The protest took place at the intersection of Third Avenue and Lake Road, where angry residents burnt tyres and parts of an informal fence dismantled by the City of Cape Town’s Law Enforcement Anti-land Invasion Unit on Thursday morning.

Residents say they protested to get the councillor to provide fencing to enclose the area to keep their children safe, while formal housing was also on the agenda.

“They just came this morning and demolished the fencing in a very disorderly way. The law enforcement and anti-land invasion department came. After a while Mr Phillip Bam came here to talk to us and we asked him to get the councillor and everything else. The main problem here is lack of housing opportunities. There were many promises which the Mayor also made to us, but they are not honouring those promises. To us it feels as if we were dumped here. Everyone who comes here tells us something different, but then they just disappear. This has been going on for a very long time and nothing has been done about it,” says Mieta Benjamin, a resident in the area for 45 years.
Benjamin says her friend’s child was killed by a car in February.

“We have been asking the councillors for housing all these years and we have also been fighting for a fence for our safety, because there have been many shootings.
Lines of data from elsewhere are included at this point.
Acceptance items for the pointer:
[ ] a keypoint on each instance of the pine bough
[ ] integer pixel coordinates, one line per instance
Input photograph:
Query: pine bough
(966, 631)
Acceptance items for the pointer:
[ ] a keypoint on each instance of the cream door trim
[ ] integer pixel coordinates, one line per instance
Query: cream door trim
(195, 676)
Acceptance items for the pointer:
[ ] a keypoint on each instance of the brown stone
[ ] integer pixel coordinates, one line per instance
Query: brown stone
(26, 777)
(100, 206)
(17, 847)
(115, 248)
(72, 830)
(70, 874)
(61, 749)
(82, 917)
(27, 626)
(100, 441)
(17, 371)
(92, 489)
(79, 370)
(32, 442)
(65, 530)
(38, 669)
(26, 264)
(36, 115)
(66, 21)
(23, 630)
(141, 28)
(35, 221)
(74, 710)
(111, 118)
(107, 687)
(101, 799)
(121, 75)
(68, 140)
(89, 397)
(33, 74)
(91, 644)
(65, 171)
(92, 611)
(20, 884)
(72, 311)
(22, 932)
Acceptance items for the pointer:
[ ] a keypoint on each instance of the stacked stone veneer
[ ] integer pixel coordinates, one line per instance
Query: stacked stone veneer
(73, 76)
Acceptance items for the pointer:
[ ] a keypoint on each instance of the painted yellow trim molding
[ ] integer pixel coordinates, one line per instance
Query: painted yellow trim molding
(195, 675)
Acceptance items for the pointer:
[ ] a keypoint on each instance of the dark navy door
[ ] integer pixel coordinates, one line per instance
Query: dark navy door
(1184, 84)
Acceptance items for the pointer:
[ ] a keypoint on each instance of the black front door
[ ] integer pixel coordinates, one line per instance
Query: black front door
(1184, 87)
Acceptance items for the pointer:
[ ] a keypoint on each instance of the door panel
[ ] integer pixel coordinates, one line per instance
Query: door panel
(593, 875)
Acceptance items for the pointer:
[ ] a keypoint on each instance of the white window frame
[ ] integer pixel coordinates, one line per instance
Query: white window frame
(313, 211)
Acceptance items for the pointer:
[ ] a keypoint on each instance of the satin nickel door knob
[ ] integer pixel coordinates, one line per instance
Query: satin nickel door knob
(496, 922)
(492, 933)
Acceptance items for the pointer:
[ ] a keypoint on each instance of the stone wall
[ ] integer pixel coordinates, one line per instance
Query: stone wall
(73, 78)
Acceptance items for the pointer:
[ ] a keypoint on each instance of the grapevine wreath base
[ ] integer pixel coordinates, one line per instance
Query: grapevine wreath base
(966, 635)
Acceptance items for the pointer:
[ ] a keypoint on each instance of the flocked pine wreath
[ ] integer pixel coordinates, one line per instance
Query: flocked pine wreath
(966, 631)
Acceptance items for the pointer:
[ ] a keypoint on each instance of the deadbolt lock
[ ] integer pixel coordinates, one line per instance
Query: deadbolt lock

Now, because nobody came back to us with any feedback, they decided to do something about it themselves just to get them to erect a fence to keep the children safe.”

Benjamin explains that the poor living conditions contribute to the prevalence of diseases such as TB, citing inadequate material provided to rebuild residents’ shacks.

“I feel they need to just do everything properly and build the houses so that they can be rid of the problem. If we did not protest this morning, then none of the other things would have happened.” she explains.

Grassy Park community policing forum spokesperson Phillip Bam met with residents to help dissolve the tension on Thursday.

“The (City) council had made promises to the people years ago and they should come out to solve these problems, because it is going to lead to more protests. People are so fed up now that they really want the council to sort out its problems,” he says.

Bam also appealed to residents to allow the processes in place to run their course.

“The second thing is that I tried to impress on the people there on Thursday is that burning things and destroying and damaging infrastructure is not useful or helpful and that there are different ways in which we should be dealing with things. Of course they have tried the different ways, but it did not seem to work. My appeal is that we got the councillor out to talk to them and there is a process underway now,” he explains.

Councillor for the area, Patricia van der Ross, met with the residents later on Thursday to smooth over relations and register those not yet on the City’s housing database.

“Before they (the City) get started on this, we are looking at getting all of them (the residents) registered first so that when they do go on the database, they are going to search for the area and these people’s names will come up,” says Van der Ross.

She helped the residents with housing appications and measurements for fencing were done. A contractor will visit the area today for further consultation. In the meantime a temporary fence is being erected, she says.